Unpivoting columns

Data can be organized in different ways, for example, in a short/wide or tall/skinny format, but still contain the same information. Often, it is easier to visualize data organized in a tall/skinny format, that is, when the values are collected in just a few value columns. Unpivoting is one way to transform data from a short/wide to a tall/skinny format, so the data can be presented the way you want it in the visualizations.

You can select several columns with similar values and combine them into a single column which includes all values, using Unpivot. If the data types of source columns should differ, the varying data is converted to a common data type in the combined column.

Prerequisites

You must have some data loaded in the analysis, and the analysis must be in Editing mode.

Procedure

  1. On the authoring bar, click Data in analysis and click to select the columns to combine.
    • To select a consecutive group of columns, click the first column, press Shift, and then click the last column.
    • To select non-consecutive columns, press Ctrl, and then click each separate column, or, make sure to select the check box for each column.
  2. Right-click on one of the chosen columns and select Unpivot from the pop-up menu.

Result

The values from the selected columns are combined into a single column called "Value". Also, a new category column is created, where the previous column names are used as categories.

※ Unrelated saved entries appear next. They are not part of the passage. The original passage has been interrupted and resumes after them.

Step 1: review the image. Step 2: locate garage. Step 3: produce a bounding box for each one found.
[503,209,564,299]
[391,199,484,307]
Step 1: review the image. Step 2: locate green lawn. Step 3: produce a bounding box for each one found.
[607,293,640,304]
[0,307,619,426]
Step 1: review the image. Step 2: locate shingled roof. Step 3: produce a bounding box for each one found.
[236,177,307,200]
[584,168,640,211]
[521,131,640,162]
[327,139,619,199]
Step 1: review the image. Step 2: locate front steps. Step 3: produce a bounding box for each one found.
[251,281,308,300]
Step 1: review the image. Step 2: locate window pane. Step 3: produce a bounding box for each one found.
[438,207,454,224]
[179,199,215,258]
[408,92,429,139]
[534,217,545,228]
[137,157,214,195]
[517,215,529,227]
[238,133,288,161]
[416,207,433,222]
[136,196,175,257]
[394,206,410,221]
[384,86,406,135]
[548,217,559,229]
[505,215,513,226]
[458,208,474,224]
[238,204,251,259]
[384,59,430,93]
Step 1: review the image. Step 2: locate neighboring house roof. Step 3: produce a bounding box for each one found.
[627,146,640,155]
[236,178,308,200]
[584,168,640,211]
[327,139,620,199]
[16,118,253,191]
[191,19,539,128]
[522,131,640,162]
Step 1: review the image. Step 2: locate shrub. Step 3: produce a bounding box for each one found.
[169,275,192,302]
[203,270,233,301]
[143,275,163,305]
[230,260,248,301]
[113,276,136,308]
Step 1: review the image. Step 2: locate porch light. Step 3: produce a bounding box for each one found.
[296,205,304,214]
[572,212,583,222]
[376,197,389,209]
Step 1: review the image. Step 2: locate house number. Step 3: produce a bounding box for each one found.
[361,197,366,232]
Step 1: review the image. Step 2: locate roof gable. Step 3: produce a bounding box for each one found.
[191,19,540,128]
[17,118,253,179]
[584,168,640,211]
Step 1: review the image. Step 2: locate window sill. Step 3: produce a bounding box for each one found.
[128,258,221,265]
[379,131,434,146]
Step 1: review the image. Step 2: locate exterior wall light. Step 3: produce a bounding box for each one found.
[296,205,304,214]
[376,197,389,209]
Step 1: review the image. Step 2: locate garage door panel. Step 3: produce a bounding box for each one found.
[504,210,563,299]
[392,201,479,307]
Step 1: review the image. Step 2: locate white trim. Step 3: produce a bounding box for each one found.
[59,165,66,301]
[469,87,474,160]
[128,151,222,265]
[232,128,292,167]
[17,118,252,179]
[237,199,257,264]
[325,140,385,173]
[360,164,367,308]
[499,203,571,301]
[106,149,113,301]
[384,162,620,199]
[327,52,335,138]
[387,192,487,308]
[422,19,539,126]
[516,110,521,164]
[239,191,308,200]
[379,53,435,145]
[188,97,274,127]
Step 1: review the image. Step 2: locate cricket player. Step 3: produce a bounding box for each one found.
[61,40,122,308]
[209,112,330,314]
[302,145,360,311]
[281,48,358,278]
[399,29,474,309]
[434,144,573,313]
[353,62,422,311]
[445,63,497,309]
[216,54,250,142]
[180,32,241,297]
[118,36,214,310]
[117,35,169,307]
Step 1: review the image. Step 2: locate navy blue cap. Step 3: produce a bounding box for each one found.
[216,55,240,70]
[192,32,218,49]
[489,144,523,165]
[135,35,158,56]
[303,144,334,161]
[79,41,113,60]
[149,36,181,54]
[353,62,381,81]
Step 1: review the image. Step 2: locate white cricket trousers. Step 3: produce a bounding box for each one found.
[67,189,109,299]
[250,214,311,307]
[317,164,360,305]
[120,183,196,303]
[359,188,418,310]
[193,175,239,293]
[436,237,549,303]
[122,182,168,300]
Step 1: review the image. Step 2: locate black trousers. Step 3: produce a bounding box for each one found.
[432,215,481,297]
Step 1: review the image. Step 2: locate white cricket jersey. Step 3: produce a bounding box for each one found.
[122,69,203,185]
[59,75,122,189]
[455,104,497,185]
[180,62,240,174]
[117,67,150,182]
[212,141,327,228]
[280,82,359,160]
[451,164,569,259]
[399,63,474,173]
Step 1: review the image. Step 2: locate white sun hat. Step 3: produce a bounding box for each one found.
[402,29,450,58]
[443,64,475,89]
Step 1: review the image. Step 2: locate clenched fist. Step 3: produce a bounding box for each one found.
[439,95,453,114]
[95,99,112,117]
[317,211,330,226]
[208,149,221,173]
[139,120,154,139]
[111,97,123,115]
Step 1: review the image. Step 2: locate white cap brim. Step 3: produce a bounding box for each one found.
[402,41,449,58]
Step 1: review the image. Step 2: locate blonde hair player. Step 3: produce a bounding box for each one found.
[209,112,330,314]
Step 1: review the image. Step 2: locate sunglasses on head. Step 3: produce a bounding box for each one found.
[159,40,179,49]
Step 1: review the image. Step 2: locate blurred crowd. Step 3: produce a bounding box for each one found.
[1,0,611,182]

Example: Combining multiple temperature inputs to an average temperature

This example shows unpivoting of a very simple data table. In the original data table, there are three columns and four rows. Each row contains a city, a morning temperature and an evening temperature for each city:

Short/wide data table with temperature data.

While this is certainly useful data, you may want to determine the average temperature of all the cities for the whole day instead.

In the Data in analysis flyout, click to select the Morning temperature and Evening temperature columns, then right-click and select Unpivot.

Unpivot option in the pop-up menu of the Data panel.

You can change the names of the new columns in the flyout, if desired. In this example, the name of the new value column is changed to "Temperature", and the new category column is called "Type of measurement".

Editing a column name in the expanded Data panel.

After unpivoting the data, there is one row for each measurement in the data table.

Tall/skinny data table with temperature data, after unpivoting.

Now, you can easily show an average value of the temperature in each city, for example, in a bar chart.

Bar chart showing average temperature in different cities.

Note: In the original data, the morning temperatures were given as integers and the evening temperatures as real numbers. In the unpivoted data table, all values must be of the same data type. Therefore, the integers were automatically changed to real numbers (because changing the real number temperatures into integers would have resulted in a loss of information).

Example: Combining sales data from several desks into a single column

In this example, a larger data set containing data on the sales of entrance tickets for a museum is used. The original data table shows data for each of the five ticket counters (desks) and the number of tickets they have sold to adults, children and senior citizens each day. The data is organized in a short/wide format, that is, the spreadsheet has many columns with similar data.

Short/wide data table with ticket sales information.

If you are more interested in analyzing ticket sales in general, rather than needing to know which counter sold how many tickets to whom, you can unpivot the data. This way, you can combine the Desk columns into a single column, and merge all ticket sales numbers to another column.

In the data table below, the same data is organized in the tall/skinny format. The values from the desks have been combined in one column, called "Tickets", and "Desk" is the new category column showing from which desk the tickets were sold.

Tall/skinny data table with ticket sales information, after unpivoting.

By doing an analysis of the new data table, you can show that Wednesdays are the days when we sell the least amount of tickets.

Bar charts showing ticket sales per week day and quarter.